ECONOMY

Tax abolition will provide boost for sale and leaseback

Sale and leaseback is an activity that is expected to dominate the leasing sector this year. There is intense interest in this service among firms, many of which are currently asking leasing companies about possible uses. Interest in sale and leaseback is expected to increase further as a couple of weeks ago the government abolished the surplus value tax on property subject to a sale and leaseback contract, with retroactive effect to include contracts signed during 2003. This is the second major step after the abolition of the property transfer tax. «After the abolition of the surplus value tax and the property transfer tax, sale and leaseback is a tax-free transaction and becomes a major instrument for financing company investments. I predict the sales and leaseback market will expand impressively, especially in the property sector,» says Dimitris Kalatzis, general manager of the Credit and Marketing Department at EFG Leasing.

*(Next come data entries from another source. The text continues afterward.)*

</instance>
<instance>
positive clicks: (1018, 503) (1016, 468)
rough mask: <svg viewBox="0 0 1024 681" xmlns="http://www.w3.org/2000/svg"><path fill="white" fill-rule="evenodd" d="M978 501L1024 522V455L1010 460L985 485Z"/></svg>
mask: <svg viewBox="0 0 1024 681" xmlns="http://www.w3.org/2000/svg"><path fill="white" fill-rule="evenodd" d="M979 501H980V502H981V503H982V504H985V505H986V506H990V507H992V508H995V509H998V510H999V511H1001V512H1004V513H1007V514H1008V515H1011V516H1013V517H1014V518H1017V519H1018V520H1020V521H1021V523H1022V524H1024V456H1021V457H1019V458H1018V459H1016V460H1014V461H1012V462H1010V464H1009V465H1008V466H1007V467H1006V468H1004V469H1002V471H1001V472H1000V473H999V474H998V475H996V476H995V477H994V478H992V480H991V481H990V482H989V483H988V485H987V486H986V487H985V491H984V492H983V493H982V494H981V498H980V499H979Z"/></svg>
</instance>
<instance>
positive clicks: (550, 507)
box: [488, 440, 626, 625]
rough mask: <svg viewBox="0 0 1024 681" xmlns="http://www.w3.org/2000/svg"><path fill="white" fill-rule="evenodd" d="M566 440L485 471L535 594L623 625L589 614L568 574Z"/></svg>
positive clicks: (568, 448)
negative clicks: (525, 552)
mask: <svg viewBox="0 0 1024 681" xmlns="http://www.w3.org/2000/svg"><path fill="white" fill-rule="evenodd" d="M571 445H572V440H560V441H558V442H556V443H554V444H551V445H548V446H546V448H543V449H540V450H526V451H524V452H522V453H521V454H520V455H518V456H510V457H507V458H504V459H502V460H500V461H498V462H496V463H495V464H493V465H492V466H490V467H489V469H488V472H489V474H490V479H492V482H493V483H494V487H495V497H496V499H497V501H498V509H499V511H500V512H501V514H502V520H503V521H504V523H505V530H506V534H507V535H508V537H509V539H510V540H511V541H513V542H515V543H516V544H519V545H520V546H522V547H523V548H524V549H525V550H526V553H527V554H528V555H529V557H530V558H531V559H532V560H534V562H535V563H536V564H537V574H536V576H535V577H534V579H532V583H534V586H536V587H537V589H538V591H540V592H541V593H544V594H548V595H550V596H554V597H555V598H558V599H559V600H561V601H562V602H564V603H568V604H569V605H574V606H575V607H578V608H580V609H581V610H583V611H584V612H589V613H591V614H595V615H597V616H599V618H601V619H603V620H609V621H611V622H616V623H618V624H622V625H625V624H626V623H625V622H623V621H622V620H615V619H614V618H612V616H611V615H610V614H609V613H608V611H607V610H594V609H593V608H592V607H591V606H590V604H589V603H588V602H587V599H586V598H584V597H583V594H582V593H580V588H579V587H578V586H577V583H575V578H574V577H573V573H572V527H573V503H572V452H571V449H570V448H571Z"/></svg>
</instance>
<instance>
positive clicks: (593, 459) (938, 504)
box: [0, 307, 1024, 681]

Still, it would be premature to expect the signing of a large number of contracts ahead of the Easter holiday (which falls on April 11 this year), for two reasons. First, this financial service requires an exhaustive report on the credibility and creditworthiness of the interested parties. Second, there are general elections on March 7 and businesses’ interest in big investments tends to drop significantly ahead of elections. «I believe the positive effects of the legislation will become apparent later this year,» says Yiannis Mavrelos, managing director of Piraeus Leasing. All managers in the leasing sector share the conviction that the secondary investment market will flourish this year, thanks mostly to the Olympic Games and the infrastructure projects under way. As for sale and leaseback contracts, they expect a rise of between 30 and 50 percent. Last year, sale and leaseback contracts accounted for a quarter of total property leasing transactions, but their share will certainly increase this year. Managers agree that leasing companies ought to choose their customers with care in order to limit the risk of signing contracts that may prove to be non-performing. «Each leasing company should be very strict about a client’s creditworthiness before signing a property sale and leaseback contract. That said, we should note that the recent tax reform will be of immense help to Greek companies owning old buildings, whose only use was to mortgage them to get a loan,» says Aris Mazarakis, managing director of Attica Leasing.